Ciò che si paventa da parte di certa dottrina – aprendo ad ipotesi di risarcimenti senza prove – è un sostanziale abuso dell’istituto, tanto più in una situazione in cui la platea dei potenziali aventi diritto si sta progressivamente ampliando in corrispondenza del generale riconoscimento di diritti civili di convivenza, senza particolari formalità.
In generale i presupposti per la risarcibilità del danno non patrimoniale riflesso trovano base legale in una applicazione non restrittiva dell’art. 1223 c.c., che costituisce la norma base del criterio utilizzato per valutare la risarcibilità del danno non patrimoniale.
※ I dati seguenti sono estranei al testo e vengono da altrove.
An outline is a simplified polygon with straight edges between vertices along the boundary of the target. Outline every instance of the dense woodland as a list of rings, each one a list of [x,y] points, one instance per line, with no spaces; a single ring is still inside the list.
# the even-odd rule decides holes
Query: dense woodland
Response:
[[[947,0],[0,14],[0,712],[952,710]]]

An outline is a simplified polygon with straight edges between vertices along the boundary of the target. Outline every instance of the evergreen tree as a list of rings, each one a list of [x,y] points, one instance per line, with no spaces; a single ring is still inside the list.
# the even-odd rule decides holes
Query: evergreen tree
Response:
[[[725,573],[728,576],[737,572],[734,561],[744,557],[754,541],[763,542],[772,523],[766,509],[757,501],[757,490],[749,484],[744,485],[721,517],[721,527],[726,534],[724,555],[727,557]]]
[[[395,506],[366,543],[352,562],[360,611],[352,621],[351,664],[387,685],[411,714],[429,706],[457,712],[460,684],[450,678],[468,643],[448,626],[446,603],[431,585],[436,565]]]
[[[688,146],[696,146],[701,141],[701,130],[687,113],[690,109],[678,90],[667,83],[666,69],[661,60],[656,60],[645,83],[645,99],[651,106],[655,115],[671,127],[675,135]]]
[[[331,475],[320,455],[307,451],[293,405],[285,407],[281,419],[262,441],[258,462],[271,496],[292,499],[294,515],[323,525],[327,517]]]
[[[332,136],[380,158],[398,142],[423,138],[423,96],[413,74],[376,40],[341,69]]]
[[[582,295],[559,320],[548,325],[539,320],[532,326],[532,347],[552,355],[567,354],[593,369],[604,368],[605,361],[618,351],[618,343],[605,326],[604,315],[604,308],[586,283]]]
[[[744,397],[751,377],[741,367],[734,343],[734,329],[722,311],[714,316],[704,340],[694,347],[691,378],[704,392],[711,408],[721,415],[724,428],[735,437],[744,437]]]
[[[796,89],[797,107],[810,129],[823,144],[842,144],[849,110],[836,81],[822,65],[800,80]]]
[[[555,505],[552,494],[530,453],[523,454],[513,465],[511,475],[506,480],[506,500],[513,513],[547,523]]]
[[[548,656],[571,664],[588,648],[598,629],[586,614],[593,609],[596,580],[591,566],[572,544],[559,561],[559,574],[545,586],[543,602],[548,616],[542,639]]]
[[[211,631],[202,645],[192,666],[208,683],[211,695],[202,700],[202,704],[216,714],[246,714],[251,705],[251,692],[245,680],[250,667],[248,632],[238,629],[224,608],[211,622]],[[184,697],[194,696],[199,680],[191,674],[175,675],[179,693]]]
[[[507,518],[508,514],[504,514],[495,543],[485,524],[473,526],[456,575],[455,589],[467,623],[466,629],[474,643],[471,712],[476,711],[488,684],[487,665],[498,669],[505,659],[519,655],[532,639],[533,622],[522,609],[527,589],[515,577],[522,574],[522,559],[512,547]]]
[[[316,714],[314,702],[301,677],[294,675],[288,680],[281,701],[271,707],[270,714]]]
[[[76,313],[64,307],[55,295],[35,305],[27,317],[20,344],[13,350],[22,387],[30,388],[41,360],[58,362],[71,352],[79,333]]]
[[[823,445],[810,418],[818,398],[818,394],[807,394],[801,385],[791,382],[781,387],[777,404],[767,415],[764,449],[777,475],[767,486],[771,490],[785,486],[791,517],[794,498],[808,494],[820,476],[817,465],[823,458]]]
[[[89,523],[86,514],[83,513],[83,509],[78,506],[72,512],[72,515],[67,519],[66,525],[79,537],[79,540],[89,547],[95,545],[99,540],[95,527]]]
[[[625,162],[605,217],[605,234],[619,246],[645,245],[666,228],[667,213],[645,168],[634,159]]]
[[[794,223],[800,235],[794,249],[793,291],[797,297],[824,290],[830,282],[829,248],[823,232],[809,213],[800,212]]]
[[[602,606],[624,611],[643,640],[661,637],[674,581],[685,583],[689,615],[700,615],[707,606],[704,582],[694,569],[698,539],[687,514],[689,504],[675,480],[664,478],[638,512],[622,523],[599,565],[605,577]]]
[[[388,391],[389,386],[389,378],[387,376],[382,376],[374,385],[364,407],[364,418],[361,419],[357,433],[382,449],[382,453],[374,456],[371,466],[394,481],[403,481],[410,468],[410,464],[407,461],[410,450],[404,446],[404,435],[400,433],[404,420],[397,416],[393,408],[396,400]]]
Su tale base si considerano ristorabili, non solo gli effetti lesivi, che costituiscono la immediata e diretta del danno ma, anche, quelli che risultano essere l conseguenza normale di un determinato antecedente causale, secondo il celebre brocardo “id quod plerumque accidit”.

La qualificazione del danno biologico riflesso

Si è dunque da un lato abbandonata l‘interpretazione restrittiva del sopra menzionato articolo, aprendo ad una più ampia sfera di interessi risarcibili, precisando dall’altro lato quali siano i requisiti indispensabili per ottenere il risarcimento, e nello specifico:
1.         L’esistenza di una relazione con la vittima diretta del fatto illecito, sia essa fondata su un vincolo familiare, riconosciuto come tale dalla legge [ndr. famiglia fondata sul matrimonio], ovvero su una situazioni di fatto qualificata, come, per esempio, la convivenza more uxorio;
2.         L’apprezzabilità della lesione in virtù dell’effettivo rapporto esistente con la vittima e l’incidenza concreta sullo svolgimento della relazione.
Dunque, per la risarcibilità del danno c.d. “da rimbalzo”, si tende ad escludere ogni automatismo derivante dal mero rapporto parentale, nel chiaro intento di scoraggiare il proliferare di infondate pretese risarcitorie azionate in forza del mero lontano grado di parentela, senza che alcuna effettiva lesione si sia prodotta nella sfera giuridica del parente della vittima.  Nella fattispecie concreta che ha originato le presenti righe il criterio di liquidazione dovrebbe duplicarsi, trattandosi di persone conviventi legate dal vincolo madre-figlio ma l’assenza di prova circa voci di danno specifiche, non consente secondo la Corte di Cassazione, di superare la liquidazione equitativa già operata considerata esaustiva dell’intero danno patrimoniale subito iure proprio in qualità di congiunto, sebbene la gravità delle lesioni patite ed il rapporto di parentela non potevano non essere considerati elementi dai quali desumere la circostanza che la madre della vittima si mise in allarme per la salute del figlio.
Ogni altro danno – nello specifico la lesione del rapporto madre figlio – non è risarcibile perché sfornito di prova.